The accounts by Xavier Theros tell us that there used to be streams that came down through the area of Can Caralleu, a neighbourhood set apart from the rest of the city, halfway between the mouth of the Vallvidrera tunnel and the monastery of Pedralbes. One of these streams flowed over the milky deposits of kaolin on Collserola, which is why it was called Riera Blanca (White Stream). Nowadays, Riera Blanca begins at the new Law Courts and ends at the Camp Nou, although it seems its origin goes back to greater heights.

Social life on this urban border took off in the 1920s, again with the arrival of Aragonese and Murcians, especially, in the Torrassa neighbourhood in L’Hospitalet, next to the old church of Santa Maria de Sants. According to Francesc Candel’s chronicles, during the Second Republic the Murcians who had populated the neighbourhood of La Torrassa, all of them out-and-out anarcho-syndicalists, put up a notice at Riera Blanca announcing to anyone who wanted to enter from the Sants neighbourhood next door that ‘Catalonia ends here. Here Murcia begins’. In 1966, Josep Maria Huertas Claveria wrote: ‘On one side of Riera Blanca, Barcelona; on the other, L’Hospitalet. Even so, you can’t quite see why they’re not both Barcelona now, because there’s nothing in particular to distinguish them, except that the names of the streets change, which just helps to confuse strangers’. Nowadays, all that shows there is a border at Riera Blanca is the fact that on one side the rubbish containers are marked ‘LH ben net’ (‘L’Hospitalet nice and clean’) and on the other ‘Ajuntament de Barcelona’ (‘Barcelona City Council’).

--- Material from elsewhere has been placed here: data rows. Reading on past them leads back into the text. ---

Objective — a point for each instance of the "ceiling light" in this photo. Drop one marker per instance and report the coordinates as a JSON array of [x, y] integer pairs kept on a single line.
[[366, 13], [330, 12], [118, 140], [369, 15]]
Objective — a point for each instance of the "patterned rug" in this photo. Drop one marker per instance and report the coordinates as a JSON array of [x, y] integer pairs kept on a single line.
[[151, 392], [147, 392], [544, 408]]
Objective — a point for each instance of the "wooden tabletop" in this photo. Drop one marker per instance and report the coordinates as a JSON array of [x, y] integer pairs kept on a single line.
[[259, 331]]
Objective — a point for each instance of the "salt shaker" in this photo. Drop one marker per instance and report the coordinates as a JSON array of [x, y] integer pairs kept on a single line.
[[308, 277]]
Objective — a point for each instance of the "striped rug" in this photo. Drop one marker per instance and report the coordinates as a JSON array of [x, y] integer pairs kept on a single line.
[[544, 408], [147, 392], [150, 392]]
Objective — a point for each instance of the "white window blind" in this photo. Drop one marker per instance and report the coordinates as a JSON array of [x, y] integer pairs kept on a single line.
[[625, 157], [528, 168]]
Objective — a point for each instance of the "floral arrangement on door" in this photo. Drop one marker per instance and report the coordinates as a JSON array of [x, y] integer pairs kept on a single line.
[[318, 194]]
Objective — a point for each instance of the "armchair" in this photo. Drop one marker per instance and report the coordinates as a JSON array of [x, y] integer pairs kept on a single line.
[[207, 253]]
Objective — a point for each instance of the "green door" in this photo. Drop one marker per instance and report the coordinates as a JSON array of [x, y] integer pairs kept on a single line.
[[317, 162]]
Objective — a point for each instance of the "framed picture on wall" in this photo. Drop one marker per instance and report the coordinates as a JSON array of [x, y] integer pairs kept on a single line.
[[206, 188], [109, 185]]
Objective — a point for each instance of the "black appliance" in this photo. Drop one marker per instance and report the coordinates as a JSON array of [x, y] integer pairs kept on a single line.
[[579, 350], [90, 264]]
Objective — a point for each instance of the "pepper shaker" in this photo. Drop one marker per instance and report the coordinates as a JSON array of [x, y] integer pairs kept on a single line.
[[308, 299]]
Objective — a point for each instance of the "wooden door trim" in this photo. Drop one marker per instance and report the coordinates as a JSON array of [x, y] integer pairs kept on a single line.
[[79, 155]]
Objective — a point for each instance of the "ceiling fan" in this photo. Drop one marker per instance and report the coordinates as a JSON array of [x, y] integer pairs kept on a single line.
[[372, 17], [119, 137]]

The latest migrations arriving from Latin America and the Maghreb have diluted the cultural differences on either side of the border even more. Whereas before you definitely heard more Catalan as you headed into Barcelona, today Caribbean accents can be heard uniformly on either side of Riera Blanca.

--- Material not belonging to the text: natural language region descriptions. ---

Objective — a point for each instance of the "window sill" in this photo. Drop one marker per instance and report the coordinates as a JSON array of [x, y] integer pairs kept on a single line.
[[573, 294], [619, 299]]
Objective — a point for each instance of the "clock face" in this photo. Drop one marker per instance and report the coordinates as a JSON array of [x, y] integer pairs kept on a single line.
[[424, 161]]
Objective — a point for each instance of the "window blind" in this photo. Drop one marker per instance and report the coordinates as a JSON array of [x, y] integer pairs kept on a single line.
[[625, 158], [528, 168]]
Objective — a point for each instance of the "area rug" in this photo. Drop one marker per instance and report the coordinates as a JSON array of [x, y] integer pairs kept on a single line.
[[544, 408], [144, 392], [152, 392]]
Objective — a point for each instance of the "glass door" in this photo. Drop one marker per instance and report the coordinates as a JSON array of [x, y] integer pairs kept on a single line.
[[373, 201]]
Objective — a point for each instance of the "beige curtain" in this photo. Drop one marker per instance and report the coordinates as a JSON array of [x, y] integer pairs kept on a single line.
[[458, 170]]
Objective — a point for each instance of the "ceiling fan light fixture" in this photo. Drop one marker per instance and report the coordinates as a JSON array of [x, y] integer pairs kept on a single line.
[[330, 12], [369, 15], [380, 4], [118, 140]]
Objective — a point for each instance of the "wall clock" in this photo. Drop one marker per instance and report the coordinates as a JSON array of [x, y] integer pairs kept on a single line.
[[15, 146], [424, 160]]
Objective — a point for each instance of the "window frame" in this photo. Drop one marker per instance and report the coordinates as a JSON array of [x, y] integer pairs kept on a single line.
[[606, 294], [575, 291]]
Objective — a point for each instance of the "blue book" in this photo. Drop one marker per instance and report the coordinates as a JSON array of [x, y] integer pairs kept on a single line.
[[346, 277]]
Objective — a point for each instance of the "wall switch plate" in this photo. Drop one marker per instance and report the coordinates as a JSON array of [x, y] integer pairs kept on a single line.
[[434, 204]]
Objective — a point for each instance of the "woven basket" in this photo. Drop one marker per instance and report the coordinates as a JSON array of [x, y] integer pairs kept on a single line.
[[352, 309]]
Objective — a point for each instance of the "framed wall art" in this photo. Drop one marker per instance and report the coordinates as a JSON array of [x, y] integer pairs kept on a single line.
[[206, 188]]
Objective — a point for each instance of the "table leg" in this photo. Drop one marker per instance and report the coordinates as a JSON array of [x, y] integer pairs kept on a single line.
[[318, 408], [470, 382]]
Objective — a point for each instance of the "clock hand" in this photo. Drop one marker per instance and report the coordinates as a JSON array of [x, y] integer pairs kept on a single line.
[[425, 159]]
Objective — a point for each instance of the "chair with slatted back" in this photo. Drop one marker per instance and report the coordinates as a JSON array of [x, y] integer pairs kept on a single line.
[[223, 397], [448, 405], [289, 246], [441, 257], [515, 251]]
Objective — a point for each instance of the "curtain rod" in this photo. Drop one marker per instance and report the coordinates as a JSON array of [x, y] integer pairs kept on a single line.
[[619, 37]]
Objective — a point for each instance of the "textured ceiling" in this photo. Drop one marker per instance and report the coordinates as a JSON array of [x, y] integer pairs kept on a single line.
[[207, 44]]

In the Camp Nou area, where Riera Blanca changes its name for that of Carrer d’Arístides Maillol, tourists, souvenir shops and Barça T-shirts abound. When you get to Collblanc and the old Cinemes Continental (now just a bingo), tourist activity gradually falls off until it practically disappears a few metres on, in the area where many years ago shanties populated by Gypsies stood. Now only one remains, at number 22.

Riera Blanca is a street that zig-zags, and one can easily imagine what the place was centuries ago. On the Barcelona side, a plain. On the L’Hospitalet side, the climb to Samontà. This hill stands at the end of the Collserola range, which meant that it received bountiful amounts of water when it rained. In the years after the Spanish Civil War, Riera Blanca became a ‘muddy torrent in which all sorts of filth floated and which apart from interrupting the traffic in some stretches also caused human casualties’, as Huertas-Claveria explains, remembering how the children used to have a great time playing with all the rubbish and junk that accumulated in the stream bed.

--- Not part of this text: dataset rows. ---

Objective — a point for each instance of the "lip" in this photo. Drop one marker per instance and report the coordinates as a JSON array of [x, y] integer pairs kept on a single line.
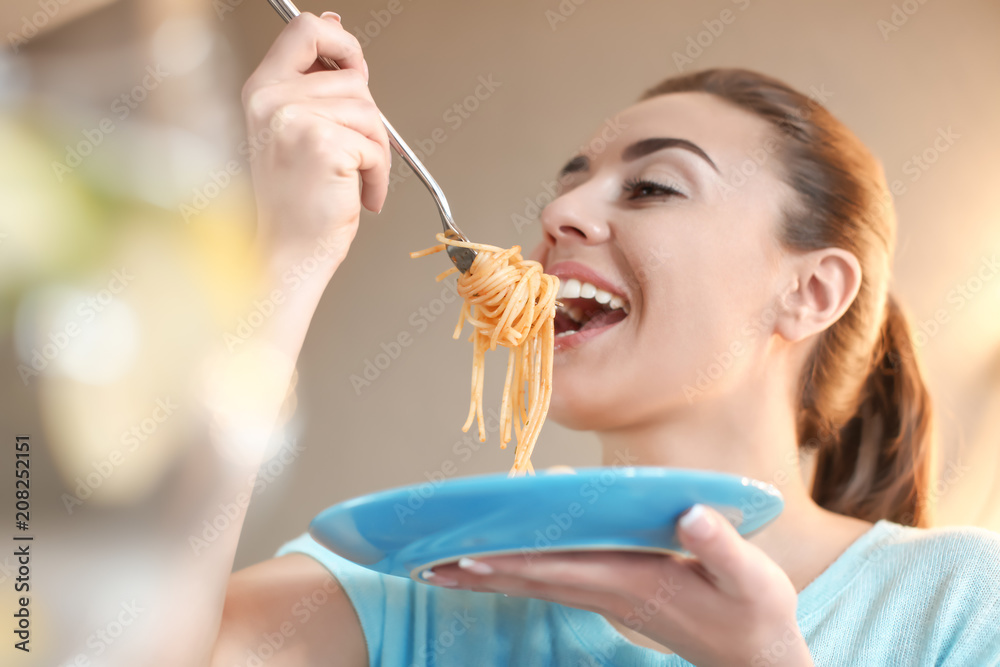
[[579, 338], [569, 269]]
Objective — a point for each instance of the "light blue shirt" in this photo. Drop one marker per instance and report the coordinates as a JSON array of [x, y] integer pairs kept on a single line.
[[897, 596]]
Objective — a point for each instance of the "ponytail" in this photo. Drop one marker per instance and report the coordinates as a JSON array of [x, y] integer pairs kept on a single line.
[[880, 465]]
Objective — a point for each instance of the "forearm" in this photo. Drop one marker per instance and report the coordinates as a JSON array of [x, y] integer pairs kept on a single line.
[[244, 387]]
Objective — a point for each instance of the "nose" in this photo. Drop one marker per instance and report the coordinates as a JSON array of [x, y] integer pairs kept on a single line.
[[569, 219]]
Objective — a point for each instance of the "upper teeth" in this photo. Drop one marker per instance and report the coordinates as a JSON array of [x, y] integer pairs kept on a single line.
[[575, 289]]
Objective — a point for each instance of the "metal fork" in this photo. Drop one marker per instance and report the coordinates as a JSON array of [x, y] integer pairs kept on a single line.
[[461, 257]]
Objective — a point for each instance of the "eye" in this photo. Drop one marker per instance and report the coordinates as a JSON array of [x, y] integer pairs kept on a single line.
[[640, 188]]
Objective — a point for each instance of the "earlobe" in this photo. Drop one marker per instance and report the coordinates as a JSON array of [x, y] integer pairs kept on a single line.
[[823, 288]]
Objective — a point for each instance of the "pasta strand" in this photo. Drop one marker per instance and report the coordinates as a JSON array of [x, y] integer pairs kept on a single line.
[[510, 302]]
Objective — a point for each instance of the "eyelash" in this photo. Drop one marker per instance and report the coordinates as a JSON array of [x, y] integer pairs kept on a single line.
[[634, 183]]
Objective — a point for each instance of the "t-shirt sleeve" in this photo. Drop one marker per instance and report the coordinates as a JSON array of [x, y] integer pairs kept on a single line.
[[974, 600], [383, 603]]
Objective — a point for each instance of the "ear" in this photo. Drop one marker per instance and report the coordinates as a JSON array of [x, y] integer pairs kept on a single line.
[[823, 286]]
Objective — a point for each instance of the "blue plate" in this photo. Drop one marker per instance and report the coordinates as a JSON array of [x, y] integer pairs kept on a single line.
[[406, 530]]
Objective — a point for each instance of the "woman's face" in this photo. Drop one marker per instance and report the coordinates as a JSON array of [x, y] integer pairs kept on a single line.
[[654, 213]]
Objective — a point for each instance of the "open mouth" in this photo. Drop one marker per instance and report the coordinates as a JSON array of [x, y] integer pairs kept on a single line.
[[586, 308]]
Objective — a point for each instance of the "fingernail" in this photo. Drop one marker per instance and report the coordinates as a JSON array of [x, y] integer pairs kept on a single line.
[[697, 523], [432, 577], [474, 566]]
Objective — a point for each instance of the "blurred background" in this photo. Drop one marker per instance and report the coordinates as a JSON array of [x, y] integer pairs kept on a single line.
[[124, 183]]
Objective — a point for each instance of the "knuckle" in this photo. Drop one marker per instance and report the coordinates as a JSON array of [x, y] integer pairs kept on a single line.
[[256, 103]]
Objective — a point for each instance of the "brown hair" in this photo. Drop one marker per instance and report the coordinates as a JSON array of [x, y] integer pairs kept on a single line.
[[865, 408]]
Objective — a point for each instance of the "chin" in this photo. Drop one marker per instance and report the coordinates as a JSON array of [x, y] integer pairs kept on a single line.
[[578, 412]]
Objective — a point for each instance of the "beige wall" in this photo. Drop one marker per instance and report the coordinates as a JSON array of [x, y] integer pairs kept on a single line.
[[557, 82]]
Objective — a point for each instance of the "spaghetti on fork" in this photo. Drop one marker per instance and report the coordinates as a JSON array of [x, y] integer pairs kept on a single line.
[[509, 301]]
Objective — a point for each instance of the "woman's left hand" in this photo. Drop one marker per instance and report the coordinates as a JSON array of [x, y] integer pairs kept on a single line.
[[727, 604]]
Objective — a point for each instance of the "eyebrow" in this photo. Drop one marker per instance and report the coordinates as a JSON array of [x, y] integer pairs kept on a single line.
[[641, 149]]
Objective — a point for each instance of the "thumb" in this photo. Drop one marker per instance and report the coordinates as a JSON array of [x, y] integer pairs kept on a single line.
[[734, 565]]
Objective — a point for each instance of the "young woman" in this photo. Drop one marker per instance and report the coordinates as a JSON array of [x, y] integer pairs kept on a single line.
[[739, 221]]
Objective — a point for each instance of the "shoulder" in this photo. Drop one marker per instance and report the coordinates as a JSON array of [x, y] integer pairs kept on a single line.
[[943, 582], [952, 552]]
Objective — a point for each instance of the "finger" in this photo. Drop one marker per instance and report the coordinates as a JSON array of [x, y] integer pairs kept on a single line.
[[321, 85], [735, 566], [594, 571], [303, 40]]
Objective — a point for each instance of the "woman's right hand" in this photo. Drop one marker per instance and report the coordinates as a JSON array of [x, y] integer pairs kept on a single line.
[[314, 132]]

Until the 1960s, coming into Barcelona to eat, drink or even to bring a body for burial in one of the municipal cemeteries cost money. Anyone wanting to cross the Riera Blanca border with merchandise had to pay a tax at the old burots, a kind of customs post set up at little checkpoints attended by officials dressed in blue and wearing peaked caps. In the 40s, coming into Barcelona with a chicken cost 50 cents, which is why the black market was the order of the day. Another option, in view of the proximity between the houses on either side of the street, was to pass the goods from one window to another. At Riera Blanca there were two burots. One on the corner of the street known as Carrer del Mas, on the L’Hospitalet side, and Carrer Bassegoda, in Barcelona territory, right where a designer patisserie stands today. The second burot was at the crossroads with Carrer de la Constitució, very close to the new Law Courts, on the site now occupied by another pastry shop, but in this case a 365 franchise (it used to be a Bracafé).